Friday, January 14, 2011

Ponnuru: GOP should wait to address entitlement reforms

Writing in the New York Times, National Review's Ramesh Ponnuru argues that, as pressing as budget issues may be, Congressional Republicans shouldn't push for Social Security and Medicare reforms unless President Obama clearly wants to engage:

Reforming these programs is vital to our nation's long-term fiscal health — which is why Republicans should resist this advice and leave the issue alone. Reform is impossible this year or next unless President Obama takes the lead on it. What's more, Republicans have no mandate for reform, and a failed attempt will only set back the cause.

Ponnuru also argues that the "third rail of politics" still carries a lot of juice:

Some Republicans are understandably eager to take on these entitlements. "The third rail is not the third rail anymore," Representative Paul Ryan, a Republican from Wisconsin, said in December. Maybe he's right. But Republicans have gotten a painful shock every time they have decided it's finally safe to take on entitlements. Ronald Reagan suffered a defeat in his first year when he tried cutting Social Security's early retirement benefits. Newt Gingrich's 1995 Republican revolution fizzled when President Bill Clinton fought him over Medicare cuts. President George W. Bush's effort to reform Social Security in 2005 ended any political momentum he brought to his second term.

I think Ramesh is right. In the past, I've often wanted to think that the public is ready to deal with entitlement reforms, but Congress's propensity to procrastinate is often a function of the public's habit of doing just the same. It would be better to deal with these issues sooner rather than later, but unless both the public and the opposition party are ready to engage, it's very hard for one party to do it on its own. Just consider how difficult it was for Congressional Democrats, despite massive majorities, to pass health care reform.

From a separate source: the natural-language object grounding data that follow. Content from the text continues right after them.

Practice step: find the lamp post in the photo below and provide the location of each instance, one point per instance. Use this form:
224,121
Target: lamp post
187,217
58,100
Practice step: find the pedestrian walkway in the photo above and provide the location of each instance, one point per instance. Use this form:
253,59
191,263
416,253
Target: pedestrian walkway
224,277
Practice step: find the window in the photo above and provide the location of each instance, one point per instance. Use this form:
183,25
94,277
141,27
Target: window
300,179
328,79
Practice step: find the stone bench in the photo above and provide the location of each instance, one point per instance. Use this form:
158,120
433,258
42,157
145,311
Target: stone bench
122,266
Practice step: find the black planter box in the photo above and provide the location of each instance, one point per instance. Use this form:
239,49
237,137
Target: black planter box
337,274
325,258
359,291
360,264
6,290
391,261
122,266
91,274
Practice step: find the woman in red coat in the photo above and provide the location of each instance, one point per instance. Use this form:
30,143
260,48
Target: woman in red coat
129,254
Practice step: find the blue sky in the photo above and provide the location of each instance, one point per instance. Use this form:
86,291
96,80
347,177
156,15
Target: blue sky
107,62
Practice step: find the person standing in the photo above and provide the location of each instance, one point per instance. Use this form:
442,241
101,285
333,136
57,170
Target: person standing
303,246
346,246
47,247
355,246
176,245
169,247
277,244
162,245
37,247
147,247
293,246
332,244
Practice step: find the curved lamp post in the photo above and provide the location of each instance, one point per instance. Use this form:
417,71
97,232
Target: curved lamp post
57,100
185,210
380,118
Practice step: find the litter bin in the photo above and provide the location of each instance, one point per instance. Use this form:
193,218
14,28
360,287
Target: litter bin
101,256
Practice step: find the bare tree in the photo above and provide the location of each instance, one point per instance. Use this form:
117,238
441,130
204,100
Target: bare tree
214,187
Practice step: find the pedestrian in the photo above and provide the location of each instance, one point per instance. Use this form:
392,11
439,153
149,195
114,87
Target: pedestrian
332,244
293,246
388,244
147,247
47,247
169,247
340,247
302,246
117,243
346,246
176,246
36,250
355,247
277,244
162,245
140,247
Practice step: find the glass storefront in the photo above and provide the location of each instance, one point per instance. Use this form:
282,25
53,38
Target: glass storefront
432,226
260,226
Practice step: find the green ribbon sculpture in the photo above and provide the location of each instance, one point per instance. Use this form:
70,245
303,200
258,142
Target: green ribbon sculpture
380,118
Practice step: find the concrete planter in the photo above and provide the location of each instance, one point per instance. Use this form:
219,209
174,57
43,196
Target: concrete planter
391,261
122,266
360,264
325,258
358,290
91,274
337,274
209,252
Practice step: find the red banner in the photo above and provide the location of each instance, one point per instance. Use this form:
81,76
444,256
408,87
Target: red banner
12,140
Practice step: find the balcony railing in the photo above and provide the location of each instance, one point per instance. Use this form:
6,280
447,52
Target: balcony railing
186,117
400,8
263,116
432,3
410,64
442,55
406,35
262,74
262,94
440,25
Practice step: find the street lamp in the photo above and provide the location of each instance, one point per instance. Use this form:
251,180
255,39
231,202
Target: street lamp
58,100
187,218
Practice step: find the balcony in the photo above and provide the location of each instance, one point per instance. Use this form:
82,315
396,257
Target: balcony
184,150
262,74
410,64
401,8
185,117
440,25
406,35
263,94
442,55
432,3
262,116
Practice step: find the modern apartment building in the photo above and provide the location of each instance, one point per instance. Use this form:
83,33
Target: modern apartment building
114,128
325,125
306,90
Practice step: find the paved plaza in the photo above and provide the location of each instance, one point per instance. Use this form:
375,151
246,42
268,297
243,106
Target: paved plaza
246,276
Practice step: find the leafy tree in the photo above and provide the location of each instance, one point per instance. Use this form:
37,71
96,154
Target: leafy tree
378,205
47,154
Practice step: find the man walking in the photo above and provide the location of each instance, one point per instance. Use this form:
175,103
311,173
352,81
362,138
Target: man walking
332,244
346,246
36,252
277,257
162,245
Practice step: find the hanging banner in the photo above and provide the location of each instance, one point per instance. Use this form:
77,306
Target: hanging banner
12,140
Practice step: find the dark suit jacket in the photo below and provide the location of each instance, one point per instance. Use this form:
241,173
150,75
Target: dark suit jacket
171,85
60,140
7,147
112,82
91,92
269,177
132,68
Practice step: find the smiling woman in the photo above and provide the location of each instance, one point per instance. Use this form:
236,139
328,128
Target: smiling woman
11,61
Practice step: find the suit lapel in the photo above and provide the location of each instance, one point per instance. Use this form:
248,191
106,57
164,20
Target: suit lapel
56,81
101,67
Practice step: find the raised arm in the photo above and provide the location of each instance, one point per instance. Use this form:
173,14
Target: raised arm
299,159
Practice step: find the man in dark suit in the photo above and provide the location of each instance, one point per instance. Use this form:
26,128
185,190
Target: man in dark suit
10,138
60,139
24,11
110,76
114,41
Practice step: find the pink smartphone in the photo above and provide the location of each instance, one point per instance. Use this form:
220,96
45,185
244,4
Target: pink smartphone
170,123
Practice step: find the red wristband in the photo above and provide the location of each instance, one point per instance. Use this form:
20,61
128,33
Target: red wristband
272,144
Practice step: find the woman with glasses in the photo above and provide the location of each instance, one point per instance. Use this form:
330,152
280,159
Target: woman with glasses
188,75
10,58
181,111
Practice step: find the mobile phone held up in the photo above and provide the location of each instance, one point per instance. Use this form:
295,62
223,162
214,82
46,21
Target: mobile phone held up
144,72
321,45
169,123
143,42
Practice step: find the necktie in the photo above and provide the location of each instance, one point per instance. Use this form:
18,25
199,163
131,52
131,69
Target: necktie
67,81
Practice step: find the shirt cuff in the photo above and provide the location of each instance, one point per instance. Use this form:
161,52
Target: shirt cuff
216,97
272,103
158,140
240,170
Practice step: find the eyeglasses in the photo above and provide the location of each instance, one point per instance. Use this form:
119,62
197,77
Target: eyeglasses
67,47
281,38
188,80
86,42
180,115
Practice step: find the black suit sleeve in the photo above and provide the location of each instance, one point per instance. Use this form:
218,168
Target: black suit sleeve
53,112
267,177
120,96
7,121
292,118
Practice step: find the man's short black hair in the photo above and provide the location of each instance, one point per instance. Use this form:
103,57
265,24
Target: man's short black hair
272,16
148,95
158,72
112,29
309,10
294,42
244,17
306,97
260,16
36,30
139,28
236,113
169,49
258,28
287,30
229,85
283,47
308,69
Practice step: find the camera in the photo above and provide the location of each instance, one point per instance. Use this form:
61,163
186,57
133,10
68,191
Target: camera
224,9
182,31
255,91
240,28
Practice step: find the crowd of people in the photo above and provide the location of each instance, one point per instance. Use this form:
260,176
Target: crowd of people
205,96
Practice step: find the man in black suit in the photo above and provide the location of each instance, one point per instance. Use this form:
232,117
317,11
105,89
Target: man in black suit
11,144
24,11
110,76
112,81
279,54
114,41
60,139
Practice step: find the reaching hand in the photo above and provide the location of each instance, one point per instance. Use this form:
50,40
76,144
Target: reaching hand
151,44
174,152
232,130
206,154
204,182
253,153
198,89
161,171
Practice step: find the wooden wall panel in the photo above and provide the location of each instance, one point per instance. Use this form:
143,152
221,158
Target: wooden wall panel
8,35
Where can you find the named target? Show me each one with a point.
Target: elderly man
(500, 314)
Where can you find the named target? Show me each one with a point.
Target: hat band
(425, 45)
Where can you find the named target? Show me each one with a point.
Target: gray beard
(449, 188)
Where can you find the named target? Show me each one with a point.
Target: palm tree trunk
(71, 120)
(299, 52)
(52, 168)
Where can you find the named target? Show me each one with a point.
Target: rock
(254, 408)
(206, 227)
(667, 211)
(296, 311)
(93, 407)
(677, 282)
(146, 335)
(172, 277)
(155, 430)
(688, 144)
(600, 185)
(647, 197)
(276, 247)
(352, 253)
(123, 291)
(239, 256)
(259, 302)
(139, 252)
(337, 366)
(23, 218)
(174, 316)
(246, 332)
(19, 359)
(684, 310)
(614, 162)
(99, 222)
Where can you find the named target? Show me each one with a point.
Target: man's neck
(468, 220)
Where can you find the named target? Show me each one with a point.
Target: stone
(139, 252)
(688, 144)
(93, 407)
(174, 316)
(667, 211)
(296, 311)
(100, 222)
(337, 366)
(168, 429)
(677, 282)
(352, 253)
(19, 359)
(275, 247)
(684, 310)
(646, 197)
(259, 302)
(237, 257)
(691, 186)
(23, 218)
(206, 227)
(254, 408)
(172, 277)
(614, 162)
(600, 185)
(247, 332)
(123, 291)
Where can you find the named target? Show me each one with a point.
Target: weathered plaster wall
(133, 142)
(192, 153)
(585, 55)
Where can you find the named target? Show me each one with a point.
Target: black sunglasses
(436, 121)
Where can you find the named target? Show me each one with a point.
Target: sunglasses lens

Entitlements would probably be even tougher since there's much more "take" and much less "give" involved.

I'm hopeful that President Obama will choose to engage on Social Security, perhaps taking up his deficit commission's proposals in the State of the Union address. It could help him re-establish some centrist credentials and, if accomplished successfully, could give the public and financial markets renewed confidence that the federal government can tackle its budget challenges. But it might be better to do nothing than to try and fail. I'm not sure how many more unsuccessful attempts at entitlement reform our lenders are willing to overlook before they decide we're not going to be able to repay what we owe.


Dellis said...

Entitlement reform is my #1 issue. If the GOP is unwilling to take on this issue now, why should I vote for a party that I oppose on virtually every social issue on the ethereal hope that a GOP-dominated government will successfully take up the mantle of entitlement reform, unlike the period from '01-'06.

This seems like a classic game of chicken to me, with the American people as the collateral. While you and Ramesh are correct that the proper strategy in a game of chicken is not to give in to the other side (in fact the opposite - to clearly broadcast a refusal to give in), I look at this from the perspective of a young working American, not a party operative. And I'm appalled at your advice.

Andrew G. Biggs said...

Good points, although I think 'appalled' may be a bit strong. If the goal is to do something, then it makes sense to time your actions for when you've got the best chance to succeed. There's only so much political capital to go around, so if you use it today and fail then it may spoil things for post-2012 when you'd actually have a chance. If there's a chance to actually do something then I'm all for it, but that requires some buy-in from the White House. If not, then maybe better to set the stage for the next election to be a decider on entitlements.

Dellis said...

I see what you're saying, and it's a valid viewpoint. I just don't see a heck of lot of evidence that entitlements will be discussed in 2012, much less that a first term GOP president will take them on. In fact, given GOP rhetoric on Medicare cuts during this past election round, I suspect that any talk about entitlements during the '12 cycle will be both parties racing to the bottom by claiming that the other party is going to cut them. My best guess is that nothing happens on entitlements and they keep growing on autopilot, and the government reacts by continuously cutting discretionary spending and raising taxes.